Lions Gate Entertainment (LGF) may be struggling under reports that the latest installment of the Hunger Games franchise released last weekend fell short of expectations, but analysts say the studio's bruised stock is prime for a rebound thanks in part to a flourishing television business.
"The market has mispriced several opportunities through which we see significant upside going forward," said Macquarie Capital media analyst Amy Yong in a Nov. 24 investor note.

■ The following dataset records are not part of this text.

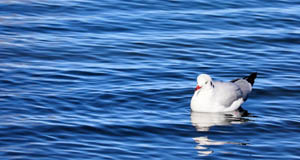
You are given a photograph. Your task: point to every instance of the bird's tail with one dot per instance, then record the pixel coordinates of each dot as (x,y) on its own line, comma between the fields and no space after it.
(251,78)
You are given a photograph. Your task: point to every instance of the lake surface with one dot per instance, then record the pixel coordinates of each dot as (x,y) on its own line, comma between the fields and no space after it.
(113,79)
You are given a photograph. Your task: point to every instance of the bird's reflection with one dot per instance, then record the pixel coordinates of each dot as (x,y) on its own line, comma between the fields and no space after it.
(204,121)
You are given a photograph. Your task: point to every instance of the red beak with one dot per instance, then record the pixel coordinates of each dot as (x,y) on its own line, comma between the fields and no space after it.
(197,87)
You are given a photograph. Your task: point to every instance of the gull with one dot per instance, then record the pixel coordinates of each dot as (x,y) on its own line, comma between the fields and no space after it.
(217,96)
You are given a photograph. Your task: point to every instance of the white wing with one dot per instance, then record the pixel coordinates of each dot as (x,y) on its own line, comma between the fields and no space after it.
(226,93)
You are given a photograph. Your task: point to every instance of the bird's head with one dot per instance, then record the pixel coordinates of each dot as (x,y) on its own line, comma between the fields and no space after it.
(203,81)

Lions Gate has suffered sharp declines in recent sessions, with shares tumbling 16% from an all-time high reached two weeks ago following investment from Liberty Global (LBTYA) and Discovery Communications (DISCA) . Shares of Santa Monica, Calif.-based Lions Gate were falling 2.2% Tuesday to $34.25.
The Hunger Games: Mockingjay, Part 2 drew about $102.4 million in domestic box office receipts over the weekend, more than Sony (SNE) Pictures' Spectre with $15 million last weekend (bringing Spectre's total to $154.1 million). But the Hunger Games finale failed to match the opening weekends of Lions Gate's three previous Hunger Games films. Mockingjay, Part 1, which debuted in November 2014, generated $274.9 million during its opening weekend.
But investor dissatisfaction with Lions Gate may be overlooking the studio's 2016 lineup, argues Macquarie's Amy Yong and Wunderlich Securities media analyst Matthew Harrigan.
Both maintain that although Mockingjay, Part 2's opening weekend draw was less than previous Hunger Games films, the movie is still drawing large crowds, is already profitable and may still meet analyst projections for $350 million once the holidays begin in earnest.
Furthermore, Lions Gate is making more television programming. The company earlier this month acquired a stake in Pilgrim Studios, the independent movie house owned by Craig Piligian, which The Hollywood Reporter said was a controlling position priced at around $200 million. Pilgrim's slate of 47 television series across 27 networks goes a long way toward expanding Lions Gate's own original programming portfolio.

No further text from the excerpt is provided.